Do You Need a Morning Routine to Be a Successful Blogger?
Spend enough time perusing blogging sites and you're bound to run into articles espousing the importance of establishing a morning routine. You'll read a myriad of the same, tired advice.
Wake up at the same time every day.
Make your bed.
Take a cold shower.
Drink bullet-proof coffee.
Do Wim-Hof Breathing.
The advice is often written with a sense of reverence, as if following a morning routine is a spiritual experience. The life-change it brings about is so transformative, so remarkable and monk-like, that you'll reach a state of nirvana and your creative juices will flow without effort.
You'd be crazy - probably even a loser - not to follow it.

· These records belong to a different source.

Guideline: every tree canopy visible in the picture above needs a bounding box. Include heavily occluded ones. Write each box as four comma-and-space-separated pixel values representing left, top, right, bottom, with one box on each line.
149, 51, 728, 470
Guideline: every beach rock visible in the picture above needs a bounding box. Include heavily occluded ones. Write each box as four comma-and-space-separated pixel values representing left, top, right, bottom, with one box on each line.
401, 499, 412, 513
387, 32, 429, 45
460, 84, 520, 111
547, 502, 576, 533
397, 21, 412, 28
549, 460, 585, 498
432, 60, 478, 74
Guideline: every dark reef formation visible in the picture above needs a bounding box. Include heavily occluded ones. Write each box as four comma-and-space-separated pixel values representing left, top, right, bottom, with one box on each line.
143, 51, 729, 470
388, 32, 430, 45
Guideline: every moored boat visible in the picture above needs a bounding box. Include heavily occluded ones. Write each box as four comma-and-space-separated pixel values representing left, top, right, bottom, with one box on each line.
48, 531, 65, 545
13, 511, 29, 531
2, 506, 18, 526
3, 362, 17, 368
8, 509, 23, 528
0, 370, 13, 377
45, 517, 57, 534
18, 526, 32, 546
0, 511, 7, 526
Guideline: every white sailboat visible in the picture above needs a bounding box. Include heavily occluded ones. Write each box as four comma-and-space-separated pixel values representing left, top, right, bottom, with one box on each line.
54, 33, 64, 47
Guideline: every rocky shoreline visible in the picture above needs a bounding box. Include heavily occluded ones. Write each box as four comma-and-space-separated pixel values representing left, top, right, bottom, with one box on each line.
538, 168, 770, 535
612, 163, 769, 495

After all, Tim Ferriss does. And if a rock-star content creator like Ferriss has a morning routine, then maybe you too will reach the mountaintop.
Please forgive me. I know I sound cynical. But here's the thing. Yes, a morning routine can be helpful as a time-management tool. That is, in order to get your daily business taken care of efficiently so you can get to the important creative work of the day. In that sense, if you are a chronic procrastinator, then it can be a good tool.

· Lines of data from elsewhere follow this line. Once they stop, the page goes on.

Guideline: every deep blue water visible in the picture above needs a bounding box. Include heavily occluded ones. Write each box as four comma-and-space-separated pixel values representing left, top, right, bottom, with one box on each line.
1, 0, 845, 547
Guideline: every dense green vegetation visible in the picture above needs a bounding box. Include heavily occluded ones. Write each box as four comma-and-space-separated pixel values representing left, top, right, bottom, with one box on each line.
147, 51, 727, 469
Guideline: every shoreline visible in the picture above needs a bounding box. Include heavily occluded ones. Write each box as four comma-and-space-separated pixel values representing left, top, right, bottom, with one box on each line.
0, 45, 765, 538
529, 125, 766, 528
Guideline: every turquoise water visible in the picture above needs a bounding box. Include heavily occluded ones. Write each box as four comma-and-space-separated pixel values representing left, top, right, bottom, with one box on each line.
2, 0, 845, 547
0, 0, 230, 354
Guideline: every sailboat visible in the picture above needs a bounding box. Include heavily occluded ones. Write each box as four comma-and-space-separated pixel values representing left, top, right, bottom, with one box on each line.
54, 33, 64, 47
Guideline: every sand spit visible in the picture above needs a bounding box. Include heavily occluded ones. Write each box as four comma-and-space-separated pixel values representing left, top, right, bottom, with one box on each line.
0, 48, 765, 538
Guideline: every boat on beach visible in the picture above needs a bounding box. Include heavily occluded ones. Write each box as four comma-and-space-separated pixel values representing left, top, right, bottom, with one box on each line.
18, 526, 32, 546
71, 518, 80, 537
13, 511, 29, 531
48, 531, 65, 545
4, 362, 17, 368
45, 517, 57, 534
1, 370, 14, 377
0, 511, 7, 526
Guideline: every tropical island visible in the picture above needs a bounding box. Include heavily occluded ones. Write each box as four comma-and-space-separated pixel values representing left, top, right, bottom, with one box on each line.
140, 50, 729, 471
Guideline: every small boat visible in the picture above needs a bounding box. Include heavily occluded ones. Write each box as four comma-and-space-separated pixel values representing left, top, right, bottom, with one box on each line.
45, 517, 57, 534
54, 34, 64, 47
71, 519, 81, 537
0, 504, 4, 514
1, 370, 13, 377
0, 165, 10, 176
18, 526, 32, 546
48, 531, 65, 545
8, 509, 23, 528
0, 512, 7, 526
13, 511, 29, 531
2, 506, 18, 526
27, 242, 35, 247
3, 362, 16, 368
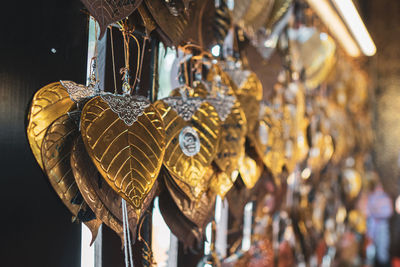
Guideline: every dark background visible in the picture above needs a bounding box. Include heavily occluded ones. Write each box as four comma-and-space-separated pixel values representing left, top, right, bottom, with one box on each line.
0, 1, 87, 266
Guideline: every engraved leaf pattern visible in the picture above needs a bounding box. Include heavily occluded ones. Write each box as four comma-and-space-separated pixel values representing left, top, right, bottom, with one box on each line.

However, for the most part, the big whipty-do about morning routines is because they (the writers) are trying to sell you something. It may be a book or a course about habits. It may be page views or subscriptions to their blog or YouTube channel. The idea that a change in how and when you brush your teeth and exercise will somehow give you results in other areas of your life is a popular one.

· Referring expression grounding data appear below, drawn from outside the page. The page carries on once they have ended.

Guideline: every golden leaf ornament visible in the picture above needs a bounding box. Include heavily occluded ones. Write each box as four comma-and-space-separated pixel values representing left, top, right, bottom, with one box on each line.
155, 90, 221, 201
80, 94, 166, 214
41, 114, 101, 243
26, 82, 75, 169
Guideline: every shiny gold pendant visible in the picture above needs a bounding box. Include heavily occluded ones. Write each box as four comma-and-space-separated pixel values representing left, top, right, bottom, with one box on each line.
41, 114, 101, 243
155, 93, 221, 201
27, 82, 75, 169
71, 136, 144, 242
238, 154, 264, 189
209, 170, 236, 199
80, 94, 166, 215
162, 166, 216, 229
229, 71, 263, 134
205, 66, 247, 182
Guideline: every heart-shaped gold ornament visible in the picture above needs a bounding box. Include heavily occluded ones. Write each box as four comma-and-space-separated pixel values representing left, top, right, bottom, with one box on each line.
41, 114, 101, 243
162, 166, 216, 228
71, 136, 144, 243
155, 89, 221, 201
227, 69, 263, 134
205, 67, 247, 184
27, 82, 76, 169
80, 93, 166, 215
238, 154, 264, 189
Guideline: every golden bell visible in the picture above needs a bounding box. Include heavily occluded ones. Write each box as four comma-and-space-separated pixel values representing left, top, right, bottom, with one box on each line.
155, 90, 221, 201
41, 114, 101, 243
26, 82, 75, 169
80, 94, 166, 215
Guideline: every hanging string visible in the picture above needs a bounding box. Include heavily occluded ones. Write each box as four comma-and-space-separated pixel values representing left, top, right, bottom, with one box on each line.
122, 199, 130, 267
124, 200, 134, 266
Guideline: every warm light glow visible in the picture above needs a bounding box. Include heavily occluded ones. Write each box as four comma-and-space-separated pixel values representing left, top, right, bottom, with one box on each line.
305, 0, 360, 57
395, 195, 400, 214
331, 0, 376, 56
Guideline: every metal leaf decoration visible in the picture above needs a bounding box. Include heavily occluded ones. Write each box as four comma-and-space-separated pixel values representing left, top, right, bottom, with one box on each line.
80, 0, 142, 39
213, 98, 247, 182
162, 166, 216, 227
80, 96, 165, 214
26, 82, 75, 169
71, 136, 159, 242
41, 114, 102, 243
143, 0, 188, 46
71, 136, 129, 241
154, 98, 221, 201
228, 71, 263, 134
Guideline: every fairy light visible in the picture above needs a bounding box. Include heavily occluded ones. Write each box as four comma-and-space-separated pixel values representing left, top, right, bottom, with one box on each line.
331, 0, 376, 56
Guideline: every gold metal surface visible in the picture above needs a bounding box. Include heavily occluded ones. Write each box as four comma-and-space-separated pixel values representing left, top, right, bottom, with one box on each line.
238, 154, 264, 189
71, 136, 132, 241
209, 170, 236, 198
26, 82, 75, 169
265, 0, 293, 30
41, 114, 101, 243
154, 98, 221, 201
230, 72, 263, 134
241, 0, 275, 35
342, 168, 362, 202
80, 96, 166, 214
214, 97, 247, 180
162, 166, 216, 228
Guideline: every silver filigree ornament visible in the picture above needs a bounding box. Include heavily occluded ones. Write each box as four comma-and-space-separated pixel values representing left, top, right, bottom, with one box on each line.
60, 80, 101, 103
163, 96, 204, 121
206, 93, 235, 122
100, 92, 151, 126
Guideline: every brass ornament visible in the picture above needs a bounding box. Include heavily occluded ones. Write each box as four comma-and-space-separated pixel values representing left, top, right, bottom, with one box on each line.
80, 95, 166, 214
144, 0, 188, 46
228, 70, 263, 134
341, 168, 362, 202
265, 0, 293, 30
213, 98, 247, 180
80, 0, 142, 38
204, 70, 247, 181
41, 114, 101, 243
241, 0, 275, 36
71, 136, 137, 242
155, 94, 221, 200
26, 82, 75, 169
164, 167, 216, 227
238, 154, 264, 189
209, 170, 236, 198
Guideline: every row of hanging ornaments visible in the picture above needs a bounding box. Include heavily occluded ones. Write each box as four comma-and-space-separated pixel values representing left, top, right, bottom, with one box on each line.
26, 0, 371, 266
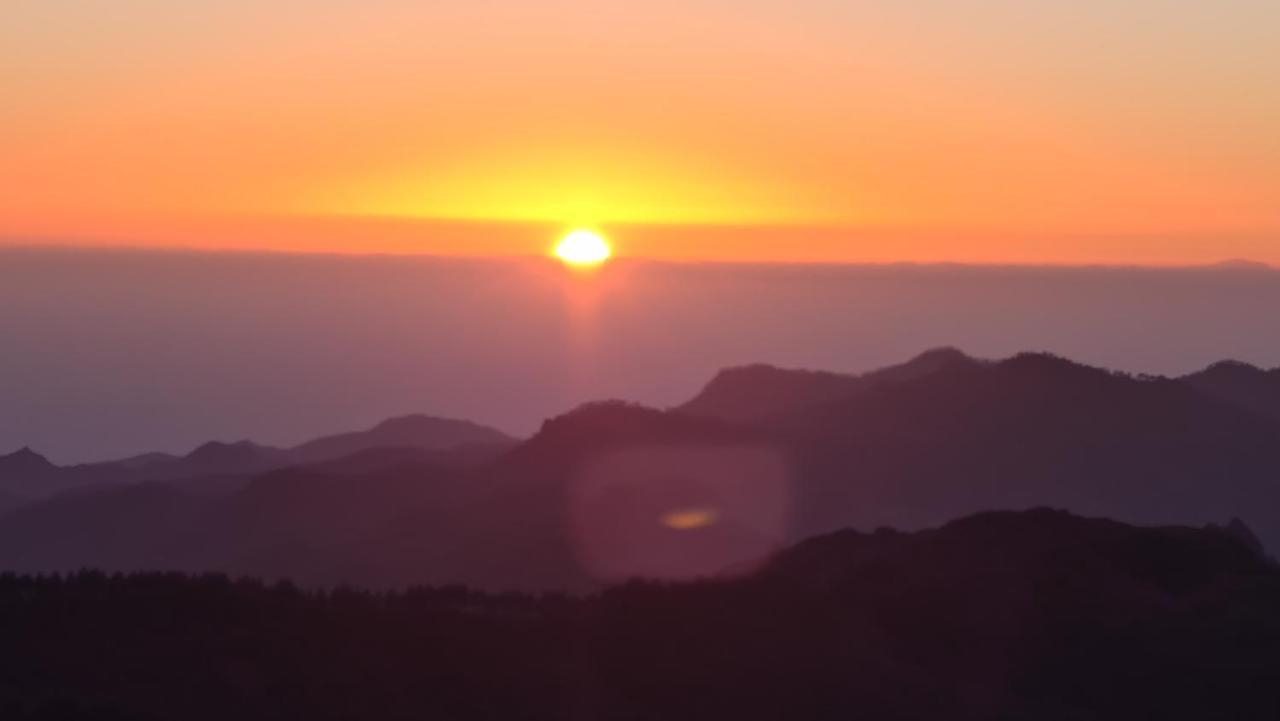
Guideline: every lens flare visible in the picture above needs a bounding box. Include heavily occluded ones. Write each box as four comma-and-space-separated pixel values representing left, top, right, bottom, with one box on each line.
661, 508, 720, 530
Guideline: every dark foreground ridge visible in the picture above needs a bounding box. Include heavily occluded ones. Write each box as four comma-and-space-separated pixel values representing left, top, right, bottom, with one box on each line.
3, 509, 1279, 721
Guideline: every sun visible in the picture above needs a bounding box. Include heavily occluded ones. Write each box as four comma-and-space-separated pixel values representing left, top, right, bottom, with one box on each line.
554, 229, 612, 268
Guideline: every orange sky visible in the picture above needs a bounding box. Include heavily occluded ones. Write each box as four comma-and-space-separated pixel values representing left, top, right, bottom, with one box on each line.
3, 1, 1278, 264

It's popular because it distracts you from the cold, hard truth that you must walk over to your desk, sit down, and do the work - and there is nothing on God's green earth that will help you do that other than sitting down and DOING THE WORK.
A morning routine is attractive because it gives you an excuse why your fifth attempt at starting a blog or Instagram account isn't going well. It's one demon among the legion that masses just outside the castle to form what author and blogger Stephen Pressfield calls resistance. It beckons and calls and whispers its diabolical propositions to pull you away from what it really takes to succeed: Time in the chair.
So, should you have a morning routine? Sure, if it helps you save time. But if you find yourself joining the cult-like following of those believing it has the power to give them the influence and celebrity they want, then take a hard pass.
Sleep in with me. Get your crap done. Then get down to the business of writing.